Ferrell plays Buddy Elf, a human adopted by an elderly elf, known only as Papa Elf, who is employed at Santa's workshop. With a characteristic stutter and dour expression that only masks his inner sweetness, Bob Newhart brings this part to life. Papa Elf also is the narrator of the story that follows Buddy as he traverses the globe on foot. Setting out from the North Pole, Buddy Elf eventually walks through the Lincoln tunnel in hopes of finding his father in New York City.

Unfortunately, as Santa warns Buddy ahead of time, Walter, Buddy's real father lay on the naughty list in what can only be seen as an elaborate joke. Walter, played viciously by James Caan, neglects his family, is unscrupulous, self centered, and to top off the irony, is an executive for a company that publishes children's stories. It gets even better, Caan portrays a man who would rather publish a children's story missing two integral pages, than spend the extra money to reprint it correctly.

Walter is the exact opposite of Buddy, who has mastered the number one talent of Santa's elves: spreading Christmas cheer. Ferrell seems like a giant six year old; he eats nothing but sugar, insisting on putting syrup on everything. His train-of-thought switches gears in a matter of seconds, and he looks for every opportunity to simply play. In one scene where Buddy answers the telephone, he says enthusiastically "Buddy the elf! What's your favorite color?"

Known for his skill with physical comedy that he uses to infuse and enliven his characters, Ferrell is at first awkwardly humongous when in the North Pole, where everything is sized for the petite elves, and then like a kid in the proverbial candy store when in New York, running through revolving doors and showing off his deadly accurate snowball fight technique.

As is often the case with Christmas movies, the plot of Efl centers on threat of a destroyed Christmas.

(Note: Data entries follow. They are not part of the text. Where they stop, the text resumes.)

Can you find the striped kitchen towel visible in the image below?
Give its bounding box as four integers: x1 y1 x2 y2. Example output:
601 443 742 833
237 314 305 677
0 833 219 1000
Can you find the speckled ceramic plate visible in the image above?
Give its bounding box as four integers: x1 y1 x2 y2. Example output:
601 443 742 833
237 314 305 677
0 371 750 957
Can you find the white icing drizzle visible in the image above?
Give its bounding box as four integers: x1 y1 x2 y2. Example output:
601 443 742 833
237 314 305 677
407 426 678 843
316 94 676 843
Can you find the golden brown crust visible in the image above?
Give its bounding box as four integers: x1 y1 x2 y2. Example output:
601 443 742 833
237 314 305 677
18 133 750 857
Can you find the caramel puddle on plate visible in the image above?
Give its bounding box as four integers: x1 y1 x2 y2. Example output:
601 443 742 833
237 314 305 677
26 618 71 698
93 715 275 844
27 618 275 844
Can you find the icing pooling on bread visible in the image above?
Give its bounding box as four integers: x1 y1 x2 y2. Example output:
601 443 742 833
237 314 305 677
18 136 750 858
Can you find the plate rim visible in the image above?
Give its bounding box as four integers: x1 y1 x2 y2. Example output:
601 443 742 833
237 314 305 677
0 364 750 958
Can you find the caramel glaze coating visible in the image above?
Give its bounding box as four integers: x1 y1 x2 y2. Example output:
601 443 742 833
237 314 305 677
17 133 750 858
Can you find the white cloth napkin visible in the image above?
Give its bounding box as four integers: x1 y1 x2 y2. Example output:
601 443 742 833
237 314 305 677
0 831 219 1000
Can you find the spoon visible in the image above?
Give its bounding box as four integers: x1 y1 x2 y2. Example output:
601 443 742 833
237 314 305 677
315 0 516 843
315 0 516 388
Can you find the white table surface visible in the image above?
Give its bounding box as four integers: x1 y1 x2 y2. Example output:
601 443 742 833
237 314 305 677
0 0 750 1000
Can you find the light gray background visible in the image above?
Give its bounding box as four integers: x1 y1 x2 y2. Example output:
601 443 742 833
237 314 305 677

In Elf the threat stems from a dearth of Christmas cheer needed to power Santa's Sleigh. Somehow the elves manage to construct a sleigh that is powered by the collective mood of Christians during December; however, as cynicism has been running rampant of late, Papa Elf must attach a jet engine to the sleigh as a replacement - and even that does not even seem like enough power to get through the season.

Of course, Buddy is the one person with enough Christmas cheer to power a Boeing 747... so you can probably see where this is going. However, the film does a great job of infusing even those moments on the brink of becoming unbearably cheesy with surprising wit, and while you generally may be able to guess what will happen next, you can never guess how.

The best and most original aspects of Elf come with the fun it has with the assumption that all the myths of Christmas are true, and also with the depiction of the actual logistics of the North Pole. There is something undeniably great about Will Ferrell sitting on an elf toilet barely big enough for one of his cheeks. The North Pole is filled with every Christmas clich?©: there is the talking snowman, and his talking artic animal friends; Buddy embarks on his journey to New York by hopping on an ice berg and just floating away; Santa actually eats all the cookies you put out for him, and so on and so forth.

In the end, Santa's sleigh once again is able to ride on Christmas cheer, and a case could be made that this is a movie about faith: as Santa explained, he could never reveal himself to the world -- it is more important for people to believe in him without evidence. Perhaps as technology abounds in the new millennium and people have a growing need for instant gratification, as communication through computers becomes more cold and impersonal, and as life becomes extremely fast paced, we all need to remember that the spirit of the holiday is really all about Christmas cheer. Whether you believe that or not, the implications are still clear and we could probably do a better job of spreading peace and love.

More importantly, Elf shows us that if elves that made toys so a fat man in a red suit could deliver them to kids really did exist, and they adopted a human child and raised him in their culture and then he went back to human culture to find his real father - well, it would be pretty damn funny.